Pacto ficcional en la literatura y el cine

El Pacto ficcional en la literatura y el cine ha variado con los años tanto, que los comerciales grupo planeta ha promocionado libros basados en filmes. Desde el mismo surgimiento del séptimo arte fue la literatura una de las principales fuentes de inspiraciones para los recientemente llamados cineastas.

Pero a medida que el cine fue creciendo e inventándose como lenguaje esta relación con la literatura cambió. Primero los propios guiones se volvieron susceptibles de ser leídos por el interés que despertaban las historias cinematográficas.
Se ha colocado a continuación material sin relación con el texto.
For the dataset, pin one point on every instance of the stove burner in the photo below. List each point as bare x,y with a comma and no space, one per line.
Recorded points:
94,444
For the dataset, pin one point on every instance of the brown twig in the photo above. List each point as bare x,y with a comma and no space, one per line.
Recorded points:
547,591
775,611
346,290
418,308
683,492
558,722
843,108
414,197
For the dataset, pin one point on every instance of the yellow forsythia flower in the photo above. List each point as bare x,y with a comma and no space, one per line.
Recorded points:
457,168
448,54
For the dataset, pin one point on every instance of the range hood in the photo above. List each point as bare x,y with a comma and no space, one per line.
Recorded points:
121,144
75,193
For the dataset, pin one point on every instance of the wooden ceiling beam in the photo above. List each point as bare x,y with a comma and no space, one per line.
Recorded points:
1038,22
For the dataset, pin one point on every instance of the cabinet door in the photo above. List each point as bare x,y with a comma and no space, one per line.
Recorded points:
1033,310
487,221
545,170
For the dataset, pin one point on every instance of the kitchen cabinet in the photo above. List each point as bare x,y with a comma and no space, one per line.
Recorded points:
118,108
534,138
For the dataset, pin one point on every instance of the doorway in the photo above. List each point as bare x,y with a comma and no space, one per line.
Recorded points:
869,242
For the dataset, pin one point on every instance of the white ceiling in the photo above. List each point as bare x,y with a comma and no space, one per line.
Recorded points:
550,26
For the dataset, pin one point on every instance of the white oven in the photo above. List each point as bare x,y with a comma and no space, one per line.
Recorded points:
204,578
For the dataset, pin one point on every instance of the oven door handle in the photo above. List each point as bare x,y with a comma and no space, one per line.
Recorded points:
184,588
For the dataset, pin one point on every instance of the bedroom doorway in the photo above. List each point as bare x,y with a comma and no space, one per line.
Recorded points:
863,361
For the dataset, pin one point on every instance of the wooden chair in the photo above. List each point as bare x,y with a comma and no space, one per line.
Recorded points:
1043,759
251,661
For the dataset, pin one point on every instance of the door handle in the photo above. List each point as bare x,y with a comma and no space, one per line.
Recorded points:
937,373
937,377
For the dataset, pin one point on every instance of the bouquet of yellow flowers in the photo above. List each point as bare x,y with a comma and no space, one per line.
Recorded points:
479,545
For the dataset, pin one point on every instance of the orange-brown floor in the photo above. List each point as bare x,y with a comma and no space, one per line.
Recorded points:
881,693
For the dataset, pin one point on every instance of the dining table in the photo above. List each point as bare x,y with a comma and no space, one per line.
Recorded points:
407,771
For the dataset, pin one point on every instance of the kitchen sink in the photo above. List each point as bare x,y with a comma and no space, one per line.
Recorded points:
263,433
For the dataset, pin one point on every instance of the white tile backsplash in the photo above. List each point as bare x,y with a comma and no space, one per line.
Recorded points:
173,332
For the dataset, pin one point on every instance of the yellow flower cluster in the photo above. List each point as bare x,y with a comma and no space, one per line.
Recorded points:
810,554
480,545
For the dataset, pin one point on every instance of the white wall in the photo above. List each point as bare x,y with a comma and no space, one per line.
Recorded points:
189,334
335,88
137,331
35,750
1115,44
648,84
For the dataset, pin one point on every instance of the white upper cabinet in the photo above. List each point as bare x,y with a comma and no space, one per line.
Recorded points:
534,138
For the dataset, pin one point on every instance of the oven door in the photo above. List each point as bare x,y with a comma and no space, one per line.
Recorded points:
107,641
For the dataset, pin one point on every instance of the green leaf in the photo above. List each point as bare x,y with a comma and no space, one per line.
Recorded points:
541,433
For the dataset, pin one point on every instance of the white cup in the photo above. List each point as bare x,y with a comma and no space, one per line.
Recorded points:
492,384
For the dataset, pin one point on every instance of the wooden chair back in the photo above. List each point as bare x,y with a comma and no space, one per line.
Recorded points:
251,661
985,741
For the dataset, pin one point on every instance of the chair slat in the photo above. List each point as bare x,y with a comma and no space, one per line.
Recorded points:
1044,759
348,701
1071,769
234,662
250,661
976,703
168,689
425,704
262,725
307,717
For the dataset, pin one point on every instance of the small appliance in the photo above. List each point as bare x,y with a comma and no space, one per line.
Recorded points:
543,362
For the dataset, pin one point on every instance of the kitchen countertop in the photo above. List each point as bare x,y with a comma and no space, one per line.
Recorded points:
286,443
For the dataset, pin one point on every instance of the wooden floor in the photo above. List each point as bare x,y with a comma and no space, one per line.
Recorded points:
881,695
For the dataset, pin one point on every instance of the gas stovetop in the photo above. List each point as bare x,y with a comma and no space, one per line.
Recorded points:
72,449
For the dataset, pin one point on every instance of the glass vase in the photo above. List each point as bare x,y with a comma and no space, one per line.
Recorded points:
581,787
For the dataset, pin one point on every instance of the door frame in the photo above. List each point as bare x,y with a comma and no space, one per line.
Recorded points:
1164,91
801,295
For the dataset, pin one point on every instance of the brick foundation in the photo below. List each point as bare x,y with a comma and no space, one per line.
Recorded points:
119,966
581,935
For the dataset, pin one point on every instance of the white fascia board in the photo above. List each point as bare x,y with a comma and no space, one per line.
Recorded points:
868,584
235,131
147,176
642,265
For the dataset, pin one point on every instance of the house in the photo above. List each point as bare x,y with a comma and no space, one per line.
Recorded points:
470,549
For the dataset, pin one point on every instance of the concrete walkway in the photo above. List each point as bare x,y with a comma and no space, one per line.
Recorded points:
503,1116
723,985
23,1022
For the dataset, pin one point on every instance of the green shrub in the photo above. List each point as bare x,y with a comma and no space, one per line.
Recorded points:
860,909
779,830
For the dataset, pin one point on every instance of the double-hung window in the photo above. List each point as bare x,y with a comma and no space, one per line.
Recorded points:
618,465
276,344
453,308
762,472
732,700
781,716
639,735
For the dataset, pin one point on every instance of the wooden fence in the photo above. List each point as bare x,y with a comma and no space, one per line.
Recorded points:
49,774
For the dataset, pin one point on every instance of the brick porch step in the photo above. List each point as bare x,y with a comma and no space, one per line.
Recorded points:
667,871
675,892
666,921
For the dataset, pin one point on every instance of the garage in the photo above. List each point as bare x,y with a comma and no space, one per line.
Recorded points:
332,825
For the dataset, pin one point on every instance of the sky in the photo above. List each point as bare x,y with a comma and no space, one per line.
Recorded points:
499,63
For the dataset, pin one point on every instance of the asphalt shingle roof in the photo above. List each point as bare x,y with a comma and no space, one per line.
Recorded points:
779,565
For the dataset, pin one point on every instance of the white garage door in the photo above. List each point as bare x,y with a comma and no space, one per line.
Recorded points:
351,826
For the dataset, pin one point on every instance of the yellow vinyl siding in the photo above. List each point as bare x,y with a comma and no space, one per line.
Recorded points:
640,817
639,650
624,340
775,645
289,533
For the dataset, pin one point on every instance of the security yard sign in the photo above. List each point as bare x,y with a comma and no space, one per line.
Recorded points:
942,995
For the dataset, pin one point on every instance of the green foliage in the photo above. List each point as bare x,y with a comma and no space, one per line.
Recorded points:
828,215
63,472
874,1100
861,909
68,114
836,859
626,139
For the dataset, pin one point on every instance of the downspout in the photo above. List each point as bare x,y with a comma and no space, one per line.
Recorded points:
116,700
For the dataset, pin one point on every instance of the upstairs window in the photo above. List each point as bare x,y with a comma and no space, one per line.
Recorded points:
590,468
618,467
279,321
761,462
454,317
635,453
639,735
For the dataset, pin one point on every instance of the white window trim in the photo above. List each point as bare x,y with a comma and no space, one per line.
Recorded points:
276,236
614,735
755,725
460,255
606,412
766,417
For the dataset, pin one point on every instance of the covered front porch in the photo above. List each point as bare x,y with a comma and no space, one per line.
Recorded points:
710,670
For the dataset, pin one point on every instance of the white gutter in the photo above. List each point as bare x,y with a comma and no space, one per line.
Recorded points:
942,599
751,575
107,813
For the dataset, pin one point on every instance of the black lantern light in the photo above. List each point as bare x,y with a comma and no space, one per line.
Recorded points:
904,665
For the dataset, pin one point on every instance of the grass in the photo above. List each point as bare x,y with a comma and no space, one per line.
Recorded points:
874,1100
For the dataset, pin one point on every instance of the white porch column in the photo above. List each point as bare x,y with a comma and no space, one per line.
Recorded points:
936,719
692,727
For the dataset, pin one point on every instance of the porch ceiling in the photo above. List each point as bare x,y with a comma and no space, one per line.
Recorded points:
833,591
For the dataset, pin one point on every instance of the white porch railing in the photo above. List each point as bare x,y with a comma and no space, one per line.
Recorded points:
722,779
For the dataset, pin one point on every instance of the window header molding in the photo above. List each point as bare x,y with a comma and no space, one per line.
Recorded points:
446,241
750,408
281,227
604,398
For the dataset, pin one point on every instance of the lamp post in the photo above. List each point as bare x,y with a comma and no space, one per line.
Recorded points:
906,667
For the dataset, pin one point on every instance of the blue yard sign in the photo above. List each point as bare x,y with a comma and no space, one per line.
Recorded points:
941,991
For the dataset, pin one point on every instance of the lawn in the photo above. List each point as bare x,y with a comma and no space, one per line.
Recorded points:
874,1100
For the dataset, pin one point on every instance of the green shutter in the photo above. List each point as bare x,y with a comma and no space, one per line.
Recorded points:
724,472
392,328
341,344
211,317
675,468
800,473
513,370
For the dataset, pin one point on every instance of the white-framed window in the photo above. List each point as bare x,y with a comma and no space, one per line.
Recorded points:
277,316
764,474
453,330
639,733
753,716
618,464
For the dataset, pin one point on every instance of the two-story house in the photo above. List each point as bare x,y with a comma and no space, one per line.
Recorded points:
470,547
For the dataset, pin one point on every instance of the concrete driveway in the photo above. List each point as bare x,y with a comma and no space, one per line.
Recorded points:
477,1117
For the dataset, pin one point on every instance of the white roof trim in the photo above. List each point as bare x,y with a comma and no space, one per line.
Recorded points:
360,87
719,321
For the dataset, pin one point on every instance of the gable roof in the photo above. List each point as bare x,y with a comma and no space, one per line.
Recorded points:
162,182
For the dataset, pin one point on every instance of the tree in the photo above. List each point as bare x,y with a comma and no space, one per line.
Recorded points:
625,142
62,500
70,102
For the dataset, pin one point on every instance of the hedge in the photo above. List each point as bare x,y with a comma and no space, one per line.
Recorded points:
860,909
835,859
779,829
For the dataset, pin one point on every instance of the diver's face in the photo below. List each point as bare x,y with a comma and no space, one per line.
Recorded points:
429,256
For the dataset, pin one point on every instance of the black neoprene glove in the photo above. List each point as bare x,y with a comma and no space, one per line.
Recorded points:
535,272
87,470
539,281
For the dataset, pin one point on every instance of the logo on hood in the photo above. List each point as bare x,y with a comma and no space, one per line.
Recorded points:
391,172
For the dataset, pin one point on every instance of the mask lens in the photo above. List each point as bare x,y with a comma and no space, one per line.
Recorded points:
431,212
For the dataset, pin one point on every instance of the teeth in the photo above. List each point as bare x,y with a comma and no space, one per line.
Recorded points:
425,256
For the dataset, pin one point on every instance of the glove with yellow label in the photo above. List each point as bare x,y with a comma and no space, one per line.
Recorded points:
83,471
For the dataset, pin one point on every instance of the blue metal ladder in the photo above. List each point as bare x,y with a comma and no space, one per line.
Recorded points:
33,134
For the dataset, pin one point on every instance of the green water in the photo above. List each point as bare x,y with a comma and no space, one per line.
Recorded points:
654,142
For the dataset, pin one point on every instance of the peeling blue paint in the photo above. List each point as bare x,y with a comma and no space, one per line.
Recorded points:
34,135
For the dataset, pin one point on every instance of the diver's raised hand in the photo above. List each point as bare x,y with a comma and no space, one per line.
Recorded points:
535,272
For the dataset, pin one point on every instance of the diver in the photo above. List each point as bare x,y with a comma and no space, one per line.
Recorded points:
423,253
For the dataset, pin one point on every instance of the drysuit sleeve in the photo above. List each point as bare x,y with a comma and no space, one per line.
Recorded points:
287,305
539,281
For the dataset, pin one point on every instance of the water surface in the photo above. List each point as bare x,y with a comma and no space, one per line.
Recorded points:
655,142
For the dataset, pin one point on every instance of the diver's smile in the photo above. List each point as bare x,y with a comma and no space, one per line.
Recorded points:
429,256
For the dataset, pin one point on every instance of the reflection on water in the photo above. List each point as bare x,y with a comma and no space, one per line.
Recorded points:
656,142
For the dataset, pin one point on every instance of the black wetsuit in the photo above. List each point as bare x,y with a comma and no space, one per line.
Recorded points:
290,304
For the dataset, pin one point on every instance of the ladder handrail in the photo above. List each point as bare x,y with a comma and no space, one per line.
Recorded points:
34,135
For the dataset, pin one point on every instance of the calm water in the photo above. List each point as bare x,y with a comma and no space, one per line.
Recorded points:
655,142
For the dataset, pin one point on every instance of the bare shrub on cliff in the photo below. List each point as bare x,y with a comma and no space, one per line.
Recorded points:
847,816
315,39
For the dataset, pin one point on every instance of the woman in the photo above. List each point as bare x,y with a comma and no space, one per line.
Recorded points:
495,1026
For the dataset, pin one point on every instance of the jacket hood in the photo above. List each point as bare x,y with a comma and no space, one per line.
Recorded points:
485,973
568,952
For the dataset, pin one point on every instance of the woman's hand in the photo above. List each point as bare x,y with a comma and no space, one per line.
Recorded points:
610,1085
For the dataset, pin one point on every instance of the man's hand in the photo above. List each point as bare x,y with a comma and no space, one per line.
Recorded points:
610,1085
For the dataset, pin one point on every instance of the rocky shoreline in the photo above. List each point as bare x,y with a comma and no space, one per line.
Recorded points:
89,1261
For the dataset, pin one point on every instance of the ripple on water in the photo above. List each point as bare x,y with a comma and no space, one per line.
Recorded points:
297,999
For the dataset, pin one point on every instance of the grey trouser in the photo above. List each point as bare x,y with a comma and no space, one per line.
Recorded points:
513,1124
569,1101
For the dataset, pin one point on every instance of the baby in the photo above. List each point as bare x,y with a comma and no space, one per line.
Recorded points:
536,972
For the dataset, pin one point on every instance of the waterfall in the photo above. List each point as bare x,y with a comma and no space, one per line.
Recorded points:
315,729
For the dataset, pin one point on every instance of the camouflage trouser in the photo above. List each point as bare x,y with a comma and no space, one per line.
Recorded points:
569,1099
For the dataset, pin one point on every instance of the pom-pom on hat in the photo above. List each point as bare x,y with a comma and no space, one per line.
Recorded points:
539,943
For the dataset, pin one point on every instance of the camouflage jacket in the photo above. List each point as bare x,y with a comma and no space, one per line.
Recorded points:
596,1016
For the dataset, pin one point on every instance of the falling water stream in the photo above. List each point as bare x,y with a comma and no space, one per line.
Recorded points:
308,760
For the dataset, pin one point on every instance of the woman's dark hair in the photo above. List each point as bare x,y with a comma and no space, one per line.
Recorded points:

Luego las historias llevadas a la gran pantalla tenían tanta originalidad que se podía seguir crenado y especulando con ellas a través de la literatura.

 

Aunque sigue siendo una tesis de gran discusión como desde el punto de vista de la semántica, es decir, del significado, es el de cómo los lectores o consumidores de ficción podemos no sólo aceptarla pese a su evidente falsedad, sino además realizar juicios acerca de la verdad o falsedad de enunciados ficcionales.

 

Una obra de ficción puede alterar o eliminar algunas de las leyes físicas imperantes en el mundo real, o bien conservarlas y construir un mundo cercano al real. Según esta teoría los únicos requisitos para crear un mundo posible, es que este pueda ser concebido y que mantenga una congruencia interna.